Real sequences which sum to 0, multiply to 1.
Solution 1:
Use that
$$(x_n+y_n)^2-4x_ny_n=(x_n-y_n)^2.$$
So $(x_n-y_n)^2$ has a limit. If we take limits then
$$-4=0-4=\lim_{n\to\infty}(x_n+y_n)^2-4\lim_{n\to \infty}x_ny_n=\lim_{n\to\infty}((x_n+y_n)^2-4x_ny_n)=\lim_{n\to\infty}(x_n-y_n)^2.$$
But this gives a contradiction, since $(x_n-y_n)^2\ge 0,\forall n\in \Bbb{N}.$
So, the sequences do not exist.
Solution 2:
Assume toward a contradiction that there are such sequences $(x_n)_n$ and $(y_n)_n$. Because $\lim_n x_n y_n$ is positive, $x_n$ and $y_n$ eventually have the same sign. Without loss of generality, we may assume that for infinitely many $n$ they are both positive.

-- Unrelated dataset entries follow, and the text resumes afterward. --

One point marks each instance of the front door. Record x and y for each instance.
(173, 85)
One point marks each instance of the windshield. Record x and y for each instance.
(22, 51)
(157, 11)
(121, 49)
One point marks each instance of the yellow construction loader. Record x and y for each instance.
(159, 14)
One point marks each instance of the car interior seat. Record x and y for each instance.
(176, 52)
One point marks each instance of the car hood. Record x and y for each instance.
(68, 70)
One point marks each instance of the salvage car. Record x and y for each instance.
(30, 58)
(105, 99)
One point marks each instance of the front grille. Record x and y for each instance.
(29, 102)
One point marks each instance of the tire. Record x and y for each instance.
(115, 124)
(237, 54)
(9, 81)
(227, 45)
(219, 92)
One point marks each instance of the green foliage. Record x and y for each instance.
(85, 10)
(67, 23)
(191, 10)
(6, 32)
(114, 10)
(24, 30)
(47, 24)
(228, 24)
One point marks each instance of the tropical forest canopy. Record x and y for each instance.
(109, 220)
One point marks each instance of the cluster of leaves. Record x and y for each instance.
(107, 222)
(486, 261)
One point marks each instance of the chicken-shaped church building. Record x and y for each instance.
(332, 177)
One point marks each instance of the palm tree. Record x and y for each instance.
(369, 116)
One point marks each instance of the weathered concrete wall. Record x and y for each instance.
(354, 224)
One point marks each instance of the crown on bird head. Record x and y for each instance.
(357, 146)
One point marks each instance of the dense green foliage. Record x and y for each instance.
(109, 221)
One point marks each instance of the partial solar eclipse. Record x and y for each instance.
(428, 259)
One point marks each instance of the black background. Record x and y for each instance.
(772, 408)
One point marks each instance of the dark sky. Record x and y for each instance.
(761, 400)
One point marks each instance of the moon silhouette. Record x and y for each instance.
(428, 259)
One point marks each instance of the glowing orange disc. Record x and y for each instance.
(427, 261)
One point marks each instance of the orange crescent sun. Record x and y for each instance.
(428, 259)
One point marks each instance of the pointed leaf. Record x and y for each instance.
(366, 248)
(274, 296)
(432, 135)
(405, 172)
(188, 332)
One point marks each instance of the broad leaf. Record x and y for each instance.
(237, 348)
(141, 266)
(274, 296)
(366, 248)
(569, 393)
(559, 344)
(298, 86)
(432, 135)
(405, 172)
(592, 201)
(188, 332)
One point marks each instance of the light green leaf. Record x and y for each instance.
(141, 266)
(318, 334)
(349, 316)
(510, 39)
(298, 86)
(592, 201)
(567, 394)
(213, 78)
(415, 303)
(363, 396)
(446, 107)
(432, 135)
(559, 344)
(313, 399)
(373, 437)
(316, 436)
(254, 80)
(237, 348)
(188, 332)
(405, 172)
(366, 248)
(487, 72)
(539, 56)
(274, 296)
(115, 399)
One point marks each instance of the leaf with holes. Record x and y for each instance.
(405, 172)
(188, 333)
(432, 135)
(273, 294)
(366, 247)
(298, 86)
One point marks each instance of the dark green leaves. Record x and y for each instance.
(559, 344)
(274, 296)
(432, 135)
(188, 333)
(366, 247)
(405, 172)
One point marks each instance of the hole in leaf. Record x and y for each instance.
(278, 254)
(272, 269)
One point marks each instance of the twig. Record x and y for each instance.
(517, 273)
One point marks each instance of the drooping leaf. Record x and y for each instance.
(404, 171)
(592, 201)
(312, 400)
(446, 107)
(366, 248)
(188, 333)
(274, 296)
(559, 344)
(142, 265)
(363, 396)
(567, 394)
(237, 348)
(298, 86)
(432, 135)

By passing to a subsequence we may assume that $x_n$ and $y_n$ are both positive for all $n$. Then $x_n$ and $y_n$ are both between $0$ and $x_n + y_n$, which approaches zero as $n \to \infty$, so $x_n$ and $y_n$ themselves approach zero as $n \to \infty$. Therefore $\lim_n x_ny_n = 0$, which is a contradiction.